How to encourage positive developer behavior with an IDE? -


IDE's goal is to increase productivity, they do a great job on it, refactoring, navigation, inline documentation, auto completion productivity Is to increase.

But: Every device is a weapon Very IDE helps in producing chunk codes. There is an invitation to create a Bud Code for some INDE features: Code Generation, Code Formatting Tools, Refactoring Tools.

The IDE tries to isolate the developers with the most important information necessary. It is a good thing that you can start working. But at some point in your career, you have to find out how to start the process. You can ignore this description for a while, In the end, they are important for writing working products (vs bolt together that works 90% of the time).
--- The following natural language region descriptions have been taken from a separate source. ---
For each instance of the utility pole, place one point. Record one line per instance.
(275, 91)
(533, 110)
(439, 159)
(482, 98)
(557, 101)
How do you encourage the behavior of other developers working with IDE? This is a question that is old as a copy and paste.
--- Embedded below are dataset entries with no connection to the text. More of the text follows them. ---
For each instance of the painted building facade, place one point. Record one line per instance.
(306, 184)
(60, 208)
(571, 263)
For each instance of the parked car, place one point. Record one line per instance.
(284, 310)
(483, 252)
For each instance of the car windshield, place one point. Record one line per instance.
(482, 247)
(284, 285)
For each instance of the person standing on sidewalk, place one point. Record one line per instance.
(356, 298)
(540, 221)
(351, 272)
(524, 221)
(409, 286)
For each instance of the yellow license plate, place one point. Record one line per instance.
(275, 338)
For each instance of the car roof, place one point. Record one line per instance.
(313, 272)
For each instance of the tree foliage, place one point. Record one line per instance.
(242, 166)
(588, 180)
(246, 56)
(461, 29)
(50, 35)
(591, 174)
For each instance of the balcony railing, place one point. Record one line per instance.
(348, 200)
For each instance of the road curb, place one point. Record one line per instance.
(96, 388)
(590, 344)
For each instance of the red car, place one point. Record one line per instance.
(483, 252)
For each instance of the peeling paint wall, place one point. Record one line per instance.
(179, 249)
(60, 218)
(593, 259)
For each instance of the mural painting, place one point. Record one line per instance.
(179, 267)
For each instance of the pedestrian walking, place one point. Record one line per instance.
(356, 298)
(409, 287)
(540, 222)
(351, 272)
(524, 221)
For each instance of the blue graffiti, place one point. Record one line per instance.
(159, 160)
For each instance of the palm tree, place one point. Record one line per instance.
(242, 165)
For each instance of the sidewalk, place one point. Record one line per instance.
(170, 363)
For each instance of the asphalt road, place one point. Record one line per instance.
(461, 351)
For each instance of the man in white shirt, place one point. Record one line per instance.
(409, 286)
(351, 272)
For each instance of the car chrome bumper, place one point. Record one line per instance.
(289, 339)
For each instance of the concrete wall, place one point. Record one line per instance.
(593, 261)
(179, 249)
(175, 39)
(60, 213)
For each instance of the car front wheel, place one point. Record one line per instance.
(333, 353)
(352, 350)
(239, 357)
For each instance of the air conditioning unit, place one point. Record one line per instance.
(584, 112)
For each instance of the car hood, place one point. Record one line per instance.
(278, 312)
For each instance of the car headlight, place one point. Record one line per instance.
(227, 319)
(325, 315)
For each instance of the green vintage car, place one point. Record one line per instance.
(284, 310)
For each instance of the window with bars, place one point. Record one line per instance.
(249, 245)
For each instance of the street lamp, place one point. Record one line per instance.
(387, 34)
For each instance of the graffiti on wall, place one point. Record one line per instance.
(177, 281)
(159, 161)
To get the right effect: Developers can use their maximum creativity and inspiration IDEs and all related tools because they look fit. Nobody should take strict measures against them. I do not want anyone to demotivate and force anyone to be encouraging good behavior. If you do wrong, then he should suck it a bit. You can ignore it in the same line as the "acceptable rate" metric (and reputation), but life is better if you follow the rules .

(Should work in a particular setting. You can ignore reviews, change staffing or more education possible solutions.)

Train your IDE instead of being trained by it.

The way you (or your team) wants, formatting the code. Disable the heck, even in those cases where it is understood that I have a sensible combination of such an IDE tab and empty space (where \ t is clearly tab character) Something is not aligned:

  {\ tcout & lt; & Lt; "Hello" \ t & lt; & Lt; (Some + tall + expression + \ t to_produce_the_word (world)) \ t & lt; & Lt; Endl; }  

In languages ​​like Java, you can not escape boilerplate. You have the best option to see the generated code, to make sure it's written with your hand. Modify it as needed, if possible, configure your IDE to generate the exact code. Eclipse is very good on this.